Schauspieler Mario Adorf ist tot

Mario Adorf sei nach kurzer Krankheit eingeschlafen, heißt es. | ©Imago

In über 200 Rollen war Mario Adorf während seiner langen Karriere im Kino und TV zu sehen. Jetzt ist die Filmlegende im hohen Alter in Paris verstorben.

Die Todesmeldung bestätigte Adorfs Management gegenüber “Bild”. Der Schauspieler ist nach kurzer Krankheit am 8. April in seiner Pariser Wohnung verstorben. Sein Manager Michael Stark habe ihn kurz zuvor noch besucht. Ihm habe er mitgegeben, dass er sich bei seinem Publikum für die jahrzehntelange Treue bedankt. Er wurde 95 Jahre alt.

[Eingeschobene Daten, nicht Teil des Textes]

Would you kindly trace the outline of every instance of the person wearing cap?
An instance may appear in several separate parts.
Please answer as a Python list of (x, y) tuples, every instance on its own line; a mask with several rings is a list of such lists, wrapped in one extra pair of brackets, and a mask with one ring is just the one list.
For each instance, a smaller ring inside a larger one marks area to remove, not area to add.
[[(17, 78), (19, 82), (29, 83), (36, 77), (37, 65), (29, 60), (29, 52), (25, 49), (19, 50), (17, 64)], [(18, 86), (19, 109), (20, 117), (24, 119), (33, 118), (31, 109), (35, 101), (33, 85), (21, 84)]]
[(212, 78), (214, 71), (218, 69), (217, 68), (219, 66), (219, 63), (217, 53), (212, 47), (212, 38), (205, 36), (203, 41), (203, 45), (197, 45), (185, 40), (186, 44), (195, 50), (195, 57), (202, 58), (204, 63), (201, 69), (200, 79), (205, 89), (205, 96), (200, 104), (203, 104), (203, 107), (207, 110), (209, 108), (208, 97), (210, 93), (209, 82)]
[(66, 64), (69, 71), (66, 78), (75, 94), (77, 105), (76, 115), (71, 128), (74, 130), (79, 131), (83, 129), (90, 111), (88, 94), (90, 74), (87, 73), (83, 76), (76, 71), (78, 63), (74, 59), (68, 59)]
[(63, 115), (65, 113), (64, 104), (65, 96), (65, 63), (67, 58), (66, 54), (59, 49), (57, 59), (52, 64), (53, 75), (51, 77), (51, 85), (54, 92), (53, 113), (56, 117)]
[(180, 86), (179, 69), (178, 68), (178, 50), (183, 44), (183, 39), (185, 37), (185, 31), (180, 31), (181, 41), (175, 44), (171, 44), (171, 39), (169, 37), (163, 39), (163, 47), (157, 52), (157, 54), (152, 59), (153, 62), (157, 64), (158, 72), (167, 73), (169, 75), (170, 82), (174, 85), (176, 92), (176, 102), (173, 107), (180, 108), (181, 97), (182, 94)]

Am 8. September 1930 kam Adorf in Zürich als uneheliches Kind auf die Welt. Er wuchs in prekären Verhältnissen auf, kämpfte sich dann hoch. Seine Erfüllung fand er in der Schauspielerei. Nach dem Abitur  studierte er an der Otto-Falckenberg-Schule in München. Danach ging er ans Theater und zum Film. Es war der Start einer großen Karriere mit einer enormen Bandbreite an Rollen. Sein Durchbruch kam 1957 mit “Nachts, wenn der Teufel kam” mit seiner Darstellung des angeblichen Frauenmörders Bruno Lüdke, eines geistig Behinderten.

Mario Adorf war der Schurke vom Dienst

Adorf war fortan auf die Rolle des Schurken abonniert. Regelrecht verachtet wurde er vom Publikum, weil er 1963 im Millionenerfolg “Winnetou” als Halunke Santer Winnetous liebreizende Schwester Nscho-tschi erschoss. Adorf machte danach in den 60er Jahren auch eine internationale Karriere. Er lebte in Rom, spielte in vielen italienischen Produktionen und genoss nach eigenen Worten das Dolce Vita. “Das war eindeutig die schönste Zeit meines Lebens”, sagte er der HÖRZU. Der Darstellung, er habe damals einem Terminator gleich eine wunderschöne Geliebte nach der anderen “erlegt” widersprach er jüngst zwar, aber auch nur halbherzig: “Damals war allerdings der One-Night-Stand eine Normalität”.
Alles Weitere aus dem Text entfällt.